Первые же наугад открытые мной строки заискрили:
Мы соки пьем из восковых фигур.
Толпа ушла. Никто не знаменит.
Слов больше нет. Остался только гул
и ухо без лица, и в нем звенит.
И Гамлет вместо «Быть?» спросил «в каком?»
Но прав. и лев. никто не различал.
И Клоун рассмеялся животом
и ртом оповестил: «Не угадал!»
В этом отделившемся от тела ухе звенела нота поэзии. И какие бы стихи дальше ни шли, хуже, лучше — в моем ухе уже прозвенела ирреальная нота поэзии. Мир этих стихов хрупок, скрупулезно точен, неконтактен, образы обособлены подобно ольвеоловым пузырькам, наполненным кислородом и не защищенным ни ребрами, ни кожей. Этот мир надменен к читателю и конкретно иллюзорен. В стихах нет ожидаемых публикой ни постмодернистских подвижек типа: «сижу, красивая, двадцатидвухлетняя», ни камерной слезы.
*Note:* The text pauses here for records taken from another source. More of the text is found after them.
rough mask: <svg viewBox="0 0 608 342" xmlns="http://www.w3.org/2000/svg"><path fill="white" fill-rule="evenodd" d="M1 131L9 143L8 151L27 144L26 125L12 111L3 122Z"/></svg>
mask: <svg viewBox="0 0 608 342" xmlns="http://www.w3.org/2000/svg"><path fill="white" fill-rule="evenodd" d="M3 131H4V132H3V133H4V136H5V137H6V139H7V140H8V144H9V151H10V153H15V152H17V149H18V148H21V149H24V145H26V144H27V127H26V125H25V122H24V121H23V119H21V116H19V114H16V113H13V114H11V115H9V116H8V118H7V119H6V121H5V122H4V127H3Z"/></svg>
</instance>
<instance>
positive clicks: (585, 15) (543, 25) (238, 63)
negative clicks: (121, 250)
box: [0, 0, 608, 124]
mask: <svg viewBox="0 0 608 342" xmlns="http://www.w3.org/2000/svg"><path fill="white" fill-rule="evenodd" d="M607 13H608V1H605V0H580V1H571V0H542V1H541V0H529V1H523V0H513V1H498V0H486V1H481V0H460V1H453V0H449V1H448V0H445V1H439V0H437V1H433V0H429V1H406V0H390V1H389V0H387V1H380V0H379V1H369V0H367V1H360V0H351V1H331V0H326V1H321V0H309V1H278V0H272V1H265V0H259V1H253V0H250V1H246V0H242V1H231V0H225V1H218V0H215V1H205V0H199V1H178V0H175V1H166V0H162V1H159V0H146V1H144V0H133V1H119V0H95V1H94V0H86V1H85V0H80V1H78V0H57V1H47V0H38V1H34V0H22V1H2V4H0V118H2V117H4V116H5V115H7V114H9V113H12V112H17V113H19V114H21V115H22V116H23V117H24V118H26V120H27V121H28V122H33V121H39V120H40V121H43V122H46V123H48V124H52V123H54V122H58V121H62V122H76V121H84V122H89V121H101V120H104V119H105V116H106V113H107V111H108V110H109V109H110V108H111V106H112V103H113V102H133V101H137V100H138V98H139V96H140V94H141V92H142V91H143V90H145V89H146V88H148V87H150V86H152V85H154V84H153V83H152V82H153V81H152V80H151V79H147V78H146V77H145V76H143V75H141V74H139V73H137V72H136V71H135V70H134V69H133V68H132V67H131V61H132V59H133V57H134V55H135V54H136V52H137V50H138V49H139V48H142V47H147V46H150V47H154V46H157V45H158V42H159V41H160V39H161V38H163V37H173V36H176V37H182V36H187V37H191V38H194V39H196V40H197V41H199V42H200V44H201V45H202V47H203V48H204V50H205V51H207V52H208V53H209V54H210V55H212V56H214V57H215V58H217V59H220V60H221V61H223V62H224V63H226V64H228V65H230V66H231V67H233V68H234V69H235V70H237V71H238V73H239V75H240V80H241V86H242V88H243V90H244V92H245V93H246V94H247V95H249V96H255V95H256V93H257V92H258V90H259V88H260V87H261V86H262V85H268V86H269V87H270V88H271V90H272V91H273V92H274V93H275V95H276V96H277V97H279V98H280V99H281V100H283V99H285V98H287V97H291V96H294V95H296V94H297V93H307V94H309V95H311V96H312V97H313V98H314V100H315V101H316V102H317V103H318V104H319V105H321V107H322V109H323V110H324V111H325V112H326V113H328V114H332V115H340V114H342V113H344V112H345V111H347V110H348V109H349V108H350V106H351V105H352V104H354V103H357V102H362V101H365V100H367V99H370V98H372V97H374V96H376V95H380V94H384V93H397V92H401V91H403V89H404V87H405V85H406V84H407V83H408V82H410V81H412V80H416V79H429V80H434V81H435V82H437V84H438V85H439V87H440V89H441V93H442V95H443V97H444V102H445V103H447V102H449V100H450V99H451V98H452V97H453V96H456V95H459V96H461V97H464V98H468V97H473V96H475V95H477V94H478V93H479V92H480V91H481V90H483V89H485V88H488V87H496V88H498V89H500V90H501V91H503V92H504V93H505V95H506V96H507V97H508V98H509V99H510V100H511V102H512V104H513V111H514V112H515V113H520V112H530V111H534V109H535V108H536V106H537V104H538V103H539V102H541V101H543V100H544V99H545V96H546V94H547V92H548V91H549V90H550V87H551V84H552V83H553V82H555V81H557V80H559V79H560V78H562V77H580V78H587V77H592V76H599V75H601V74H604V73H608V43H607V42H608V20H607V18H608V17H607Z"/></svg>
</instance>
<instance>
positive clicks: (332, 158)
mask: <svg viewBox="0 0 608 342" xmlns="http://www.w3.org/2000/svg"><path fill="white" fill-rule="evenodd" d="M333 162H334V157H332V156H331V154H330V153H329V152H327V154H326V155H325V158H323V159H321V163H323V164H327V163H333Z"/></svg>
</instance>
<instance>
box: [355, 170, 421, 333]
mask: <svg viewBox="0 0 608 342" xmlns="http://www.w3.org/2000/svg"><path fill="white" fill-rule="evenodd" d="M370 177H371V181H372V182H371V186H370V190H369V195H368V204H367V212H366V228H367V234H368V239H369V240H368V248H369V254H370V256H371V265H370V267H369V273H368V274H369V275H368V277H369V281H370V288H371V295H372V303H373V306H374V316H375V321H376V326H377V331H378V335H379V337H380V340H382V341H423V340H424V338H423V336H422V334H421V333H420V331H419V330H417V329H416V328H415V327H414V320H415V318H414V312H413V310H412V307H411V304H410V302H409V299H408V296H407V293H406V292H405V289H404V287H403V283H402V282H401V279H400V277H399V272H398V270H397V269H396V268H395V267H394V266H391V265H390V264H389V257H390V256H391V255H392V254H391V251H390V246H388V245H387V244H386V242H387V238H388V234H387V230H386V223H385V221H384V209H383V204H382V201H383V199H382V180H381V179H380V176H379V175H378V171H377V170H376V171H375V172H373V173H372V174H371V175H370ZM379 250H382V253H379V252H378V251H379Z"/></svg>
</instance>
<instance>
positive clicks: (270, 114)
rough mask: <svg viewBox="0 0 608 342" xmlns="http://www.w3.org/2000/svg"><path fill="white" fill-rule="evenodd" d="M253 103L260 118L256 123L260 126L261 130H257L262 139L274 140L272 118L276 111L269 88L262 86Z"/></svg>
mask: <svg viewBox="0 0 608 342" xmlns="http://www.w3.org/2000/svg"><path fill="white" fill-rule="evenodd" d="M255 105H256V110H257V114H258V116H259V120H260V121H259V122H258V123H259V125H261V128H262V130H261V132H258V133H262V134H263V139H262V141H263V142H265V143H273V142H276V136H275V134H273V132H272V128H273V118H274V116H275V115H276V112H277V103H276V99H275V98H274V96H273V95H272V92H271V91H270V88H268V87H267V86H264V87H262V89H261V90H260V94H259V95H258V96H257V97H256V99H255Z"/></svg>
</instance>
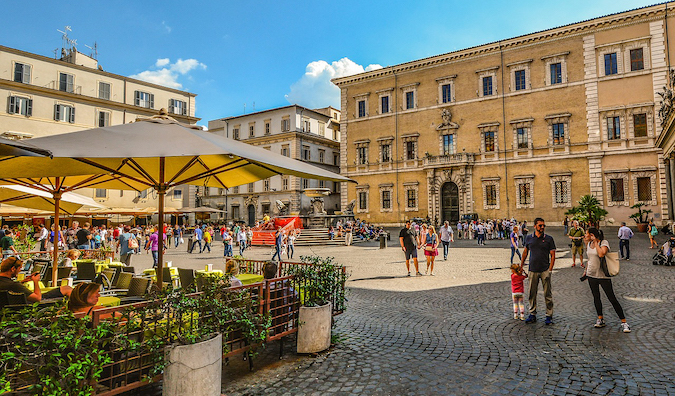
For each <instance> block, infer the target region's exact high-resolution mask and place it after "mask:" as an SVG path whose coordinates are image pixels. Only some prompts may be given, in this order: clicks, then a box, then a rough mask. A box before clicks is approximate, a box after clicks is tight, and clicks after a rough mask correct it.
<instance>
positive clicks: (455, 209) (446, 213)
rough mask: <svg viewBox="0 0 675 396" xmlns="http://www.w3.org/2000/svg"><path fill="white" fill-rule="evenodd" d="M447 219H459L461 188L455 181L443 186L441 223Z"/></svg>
mask: <svg viewBox="0 0 675 396" xmlns="http://www.w3.org/2000/svg"><path fill="white" fill-rule="evenodd" d="M446 220H447V221H449V222H450V223H457V222H458V221H459V188H458V187H457V184H455V183H454V182H446V183H444V184H443V187H442V188H441V224H442V223H443V222H444V221H446Z"/></svg>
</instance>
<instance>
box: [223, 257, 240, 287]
mask: <svg viewBox="0 0 675 396" xmlns="http://www.w3.org/2000/svg"><path fill="white" fill-rule="evenodd" d="M225 275H228V276H229V277H230V286H231V287H236V286H244V284H243V283H241V281H240V280H239V279H237V275H239V266H238V265H237V263H236V262H235V261H234V260H232V259H230V260H227V261H226V262H225Z"/></svg>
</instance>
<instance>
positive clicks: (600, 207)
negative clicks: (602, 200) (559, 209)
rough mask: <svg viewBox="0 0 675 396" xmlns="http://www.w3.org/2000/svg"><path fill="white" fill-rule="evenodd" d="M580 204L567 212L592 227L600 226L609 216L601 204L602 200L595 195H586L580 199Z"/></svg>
mask: <svg viewBox="0 0 675 396" xmlns="http://www.w3.org/2000/svg"><path fill="white" fill-rule="evenodd" d="M578 203H579V205H578V206H575V207H573V208H572V209H570V210H568V211H567V212H565V214H566V215H568V216H572V219H573V220H578V221H579V222H581V223H586V224H589V225H590V226H591V227H596V228H598V227H599V225H600V222H601V221H602V220H603V219H604V218H605V216H607V213H608V212H607V211H606V210H605V209H603V208H602V207H601V205H600V201H598V199H597V198H596V197H594V196H593V195H590V194H589V195H584V196H583V197H581V199H579V202H578Z"/></svg>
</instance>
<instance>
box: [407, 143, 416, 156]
mask: <svg viewBox="0 0 675 396" xmlns="http://www.w3.org/2000/svg"><path fill="white" fill-rule="evenodd" d="M405 159H406V160H414V159H415V142H405Z"/></svg>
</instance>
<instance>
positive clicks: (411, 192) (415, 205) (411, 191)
mask: <svg viewBox="0 0 675 396" xmlns="http://www.w3.org/2000/svg"><path fill="white" fill-rule="evenodd" d="M405 195H406V206H407V207H408V208H416V207H417V194H416V192H415V190H408V191H406V192H405Z"/></svg>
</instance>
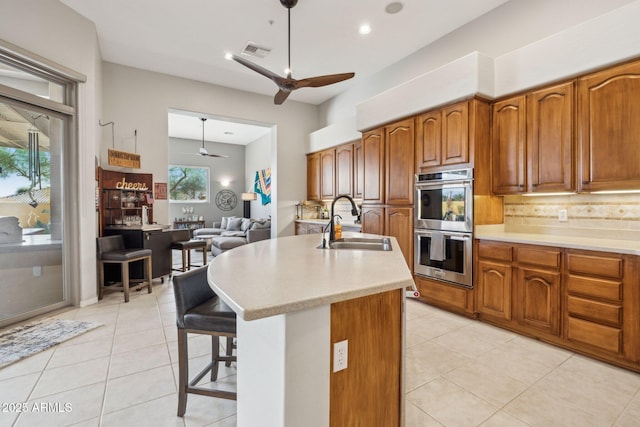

Истоки свои автор не маскирует. Больше всего она боится, чтобы ее не заподозрили в сентиментальности. Порой, подобно Зинаиде Гиппиус, натягивает на свою суть мужской глагол. Впрочем, тонкий наш читатель разберется сам.
Но даже те, кому этот хрупкий анилиновый мир покажется чуждым, переусложненным (хоть не сложней, чем у Анри Мишо, скажем), не смогут отказать ему в органичности.